NOCH MEHR PECH ALS 2022: BELGIEN-STAR LUKAKU HADERT NICHT NUR MIT DEM VAR

Was für ein verrücktes Spiel von Romelu Lukaku bei Belgiens Niederlage gegen die Slowakei. Zuerst ist es Unvermögen, dann kommt auch noch Pech dazu.

Erst schlägt er sich die Hände vors Gesicht. Dann rauft er sich die nicht vorhandenen Haare. Romelu Lukaku (31) ist am Montag mehr als einmal fassungslos. Dreimal kommt er im EM-Startspiel der Belgier gegen die Slowakei in beste Abschlusssituationen – dreimal vergibt der 1,90-m-Sturmtank. Und steht so im Zentrum der Startpleite der Roten Teufel gegen den Aussenseiter. 

Die nackten Zahlen zum Auftritt von Lukaku, der mit 85 Toren in 116 Länderspielen eigentlich bewiesen hat, dass er weiss, wo das Tor steht, sprechen eine deutliche Sprache. Einen Wert von 0,82 gibt die Expected-Goals-Statistik am Ende an – so viel wie sich im bisherigen Turnierverlauf nur Kai Havertz (25) im Eröffnungsspiel (0,93) erarbeitet hat. Im Gegensatz zum Deutschen braucht Lukaku dafür keinen Penalty. 

Hinzukommt das VAR-Pech

Neben den vergebenen Möglichkeiten trifft Lukaku nach einer guten Stunde tatsächlich, doch der Videoschiedsrichter entscheidet auf Abseits – eine Zentimeterentscheidung. Möglich sogar, dass der Ball auch ohne Lukakus Eingreifen ins Netz gekullert wäre.
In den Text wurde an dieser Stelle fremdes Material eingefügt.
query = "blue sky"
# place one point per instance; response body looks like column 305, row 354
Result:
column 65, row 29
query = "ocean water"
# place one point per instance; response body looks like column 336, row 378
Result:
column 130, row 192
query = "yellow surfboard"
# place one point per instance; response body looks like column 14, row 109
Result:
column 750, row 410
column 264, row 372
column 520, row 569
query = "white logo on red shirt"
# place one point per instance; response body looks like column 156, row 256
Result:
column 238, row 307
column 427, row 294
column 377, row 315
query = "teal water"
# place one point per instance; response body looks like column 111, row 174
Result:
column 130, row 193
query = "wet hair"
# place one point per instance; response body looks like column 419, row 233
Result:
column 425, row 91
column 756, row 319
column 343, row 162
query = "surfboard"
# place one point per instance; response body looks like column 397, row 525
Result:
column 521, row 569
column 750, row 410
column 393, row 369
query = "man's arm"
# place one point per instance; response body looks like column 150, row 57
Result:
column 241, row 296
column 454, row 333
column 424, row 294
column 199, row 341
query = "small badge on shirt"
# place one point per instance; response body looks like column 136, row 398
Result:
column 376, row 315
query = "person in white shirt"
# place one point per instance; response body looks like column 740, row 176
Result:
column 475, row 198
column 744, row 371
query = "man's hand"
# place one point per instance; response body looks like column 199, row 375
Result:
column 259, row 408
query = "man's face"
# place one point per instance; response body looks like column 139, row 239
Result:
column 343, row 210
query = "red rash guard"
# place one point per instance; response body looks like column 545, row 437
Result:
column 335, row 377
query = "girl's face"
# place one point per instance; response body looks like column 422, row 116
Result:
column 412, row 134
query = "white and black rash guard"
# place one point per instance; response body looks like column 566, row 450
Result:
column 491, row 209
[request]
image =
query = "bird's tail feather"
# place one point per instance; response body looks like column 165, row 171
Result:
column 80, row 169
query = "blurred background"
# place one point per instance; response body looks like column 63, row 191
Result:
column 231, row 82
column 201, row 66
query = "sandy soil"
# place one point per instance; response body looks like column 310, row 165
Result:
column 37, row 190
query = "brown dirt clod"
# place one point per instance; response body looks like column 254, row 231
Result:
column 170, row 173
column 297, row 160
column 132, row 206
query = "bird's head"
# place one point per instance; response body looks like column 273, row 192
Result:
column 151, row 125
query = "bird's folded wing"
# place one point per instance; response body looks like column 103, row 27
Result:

Belgien steckt auch im Anschluss nicht auf und Lukaku trifft fünf Minuten vor Schluss erneut. Dieses Mal entdecken die Unparteiischen auf dem Video ein Handspiel von Openda im Vorfeld – Lukaku, der für einmal sehr souverän verwandelt, trifft diesmal gar keine Schuld. Es ist wie verhext! 

Trainer stellt sich hinter ihn

Das zeigen auch die Daten. Bisher wurden an Europa- und Weltmeisterschaften noch nie zwei Tore eines Spielers vom VAR zurückgenommen. Einen höheren xG-Wert erreichte in der ersten Turnierrunde nur der Deutsche Kai Havertz (0,93), wovon aber 0,79 auf einen Penalty fallen. Die siegreichen Slowaken kommen indes als gesamtes Team nur auf 0,6 Expected Goals. 

Lukaku äussert sich nach dem enttäuschenden Startspiel nicht vor dem Mikrofon. Sein deutscher Trainer Domenico Tedesco (38) nimmt seinen Schützling allerdings in Schutz: «Rom weiss, wie man Tore schiesst, das hat er oft genug gezeigt. Er erzielte ja auch Tore, nur wurden sie nicht anerkannt. Er ist und bleibt ein Topspieler.» 

Parallelen zu 2022

Lukaku und grosse Turniere? Da war doch was! Genau: Am 1. Dezember 2022 standen sich Belgien und Kroatien im letzten WM-Gruppenspiel in Katar gegenüber. Während den Kroaten ein Unentschieden für das Weiterkommen reichte, hätten die Belgier einen Sieg gebraucht.

Zu Spielbeginn sass Lukaku noch auf der Ersatzbank. In der Pause kam der bullige Mittelstürmer in die Partie, die noch immer 0:0 stand. Was danach passierte, ist aus Sicht des belgischen Rekordtorschützen an Dramatik kaum zu übertreffen. Zwar spielte das Team – auch dank Lukaku – viel besser als in Halbzeit eins, doch versiebte dieser vier Grosschancen – Pfostentreffer und zwei verstolperte Bälle im Fünf-Meter-Raum inklusive.

Die Expected-Goals-Statistik gibt einen unglaublichen Wert von 1,73 an – in 45 Minuten Spielzeit. Es blieb beim 0:0, Belgien schied in der Gruppenphase aus. Das soll dem Tedesco-Team dieses Jahr auf keinen Fall passieren. In den verbleibenden Gruppenspielen gegen Rumänien und die Ukraine braucht es also Tore – auch von Lukaku, wenn es irgendwie geht.